Pour compléter cette esquisse, il faudrait y faire entrer les travaux sur la perspective, sur la théorie des couleurs et sur la peinture, sur les machines de guerre, sur la géométrie, la mécanique, la botanique et bien d’autres branches encore. Mais qui pourrait se flatter de suivre en ses infinies investigations un chercheur aussi infatigable, agité par toutes les ardeurs et toutes les espérances d’un alchimiste ou d’un astrologue! Et combien il est touchant de voir cette puissante intelligence s’évertuer, avec la bonne foi la plus naïve, à découvrir les lois du mouvement des eaux, celles de la locomotion aérienne, à inventer des machines de guerre, des écluses, des miroirs ardens, des chèvres, que sais-je encore! Il a fait fausse route, il recommence ses combinaisons, sans jamais se lasser.

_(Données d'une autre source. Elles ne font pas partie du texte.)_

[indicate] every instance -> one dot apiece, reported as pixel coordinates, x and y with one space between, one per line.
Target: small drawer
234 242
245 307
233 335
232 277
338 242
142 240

N’est-ce pas ici l’occasion de nous demander si une vocation scientifique si prononcée a favorisé ou contrarié en Léonard l’œuvre de l’artiste? On cite Léonard comme un exemple de ce que peut l’union de l’art et de la science. En lui, dit-on, le génie créateur reçoit une nouvelle impulsion grâce aux minuties de l’analyse, le raisonnement fortifie les visions de l’imagination ou les élans du cœur. Mais cela est-il bien vrai? Qui ne voit que Léonard, gêné par ce besoin perpétuel d’investigation, s’est senti troublé à tout instant dans son inspiration ! Personne n’a tâtonné autant que lui, personne n’a laissé tant d’œuvres inachevées. Et ces œuvres mêmes, ces rares chefs-d’œuvre, combien en est-il, à l’exception de la Sainte Cène, qui traduisent une idée complète, une idée forte, généreuse, véritablement concrète, à la façon des créations de Raphaël? Ce sont des portraits, tout au plus des Saintes Familles, un bout de paysage, des fragmens admirables, bien propres à démontrer que, si l’application scientifique avait fini par développer en Léonard le culte le plus exquis de la forme, elle lui avait en revanche enlevé la faculté de concevoir des vues d’ensemble, à la fois pittoresques et littéraires, et de les livrer toutes chaudes encore, toutes vibrantes de l’inspiration première, à l’admiration du public.